First stop for all travellers to Sandakan is Sepilok, the orang utan sanctuary.


It is a wonderful home for orphans, injured or sick animals. If you don’t see these amazing monkeys in the wild, you are almost 100% sure of seeing them here. They are fed milk and bananas at 10 am and 3pm, every day until they are so sick of it, they hopefully return to the wild. The babies are taught skills like swinging on ropes etc that their mothers would have taught them, and we were so lucky to see five come to the feeding table. About 12 years ago Natasha visited Sepilok on her world travels, and a ranger named a baby after her. I asked about ‘Natasha’ and they knew her well. She was the daughter of Mariko, but sadly she died about 2 years ago. Mariko has had about 4 babies, but none have survived. We did see her with her current ‘toddler’.
And then … it was the highlight of the whole adventure.
The trip up the Kinabatangan River, Borneo’s second longest river, at 560km. It coils like the serpents that swim its length far into the Borneo interior. Forests line its sides, swarming with wild life that flee the ever-encroaching palm-oil plantations.



We stayed in an idyllic, luxurious (!) lodge with polished wooden floors, crisp white sheets and hot shower, we went out for early morning and sunset cruises to look for wild monkeys and birds, and we were not disappointed.
Rhinoceros hornbills,
Brahmin kites, giant wood peckers, storm storks that are so endangered there are only 43 left in the world. We saw 5.

As the sun was rising we saw the stark bare branches of a tree that rose higher than the canopy, and birds sat like notes on a musical stave.
In the evening as we nosed our way up a tributary we caught sight of a 5m long dead python which had died in a fisherman’s net. A monitor lizard was hauling it up the bank into a hole. It was enough to give you the shivers. Abbas our guide showed us a picture that he took of a python eating a wild pig.
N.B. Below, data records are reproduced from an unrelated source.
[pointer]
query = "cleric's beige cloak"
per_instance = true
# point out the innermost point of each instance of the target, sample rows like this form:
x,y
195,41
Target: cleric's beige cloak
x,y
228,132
He also told us that pythons often sleep in the bird’s nest ferns high up in the tree branches…I felt just a little afraid when walking beneath them. It has been known they will slither down and wrap themselves around a sleeping farmer. Best to choose your tree with care, if you feel like a rest.

But it was the monkeys that were the stars of the show. Red tail and silver langors,
the cheeky macaques, and best of all the proboscis, leaping from branches in death defying jumps, and the Big Daddy male sitting back on his branch with his huge pregnant-like belly and his large sexually attractive nose (to some) and his strange fur that looks like he is wearing a bomber jacket over ballet tights.



It was sad to leave the paradise of swallow tail moths,
and butterflies that stopped to sip the trails of the salty urine of passing animals. I felt as though I was in a Disney film when all the butterflies rose and fluttered around me.


I already miss the exotic blooms, the wide brown river and even the huge salt water crocodiles.

They live side by side with humans, who seemed to have no fears as they lathered up with Head and Shoulders, whilst only 100m down river a 5 m croc was sunning itself on the bank. We even saw a pygmy elephant, and heard the honking of his friends urging him to hurry and catch up. I think Abbas our guide must have a job made in heaven.
When we left Sandakan I was quite bemused by the security guy putting our luggage through the scanner…he was wearing bright orange nail polish. Hmmm. I wonder if it was medicinal, maybe he had ring worm or something. And so we arrived back in KL, revisited Marie, and then went to see Petaling Street in China Town, and ended up in a dark massage parlour, where John was pulled and stretched and pummelled and I was oiled and kneaded and all the aches and pains in both our bodies just vanished.
We returned to our hotel and drank white fizzy wine and admired the stunning art that we bought as a memory of our trip to the beautiful Far East.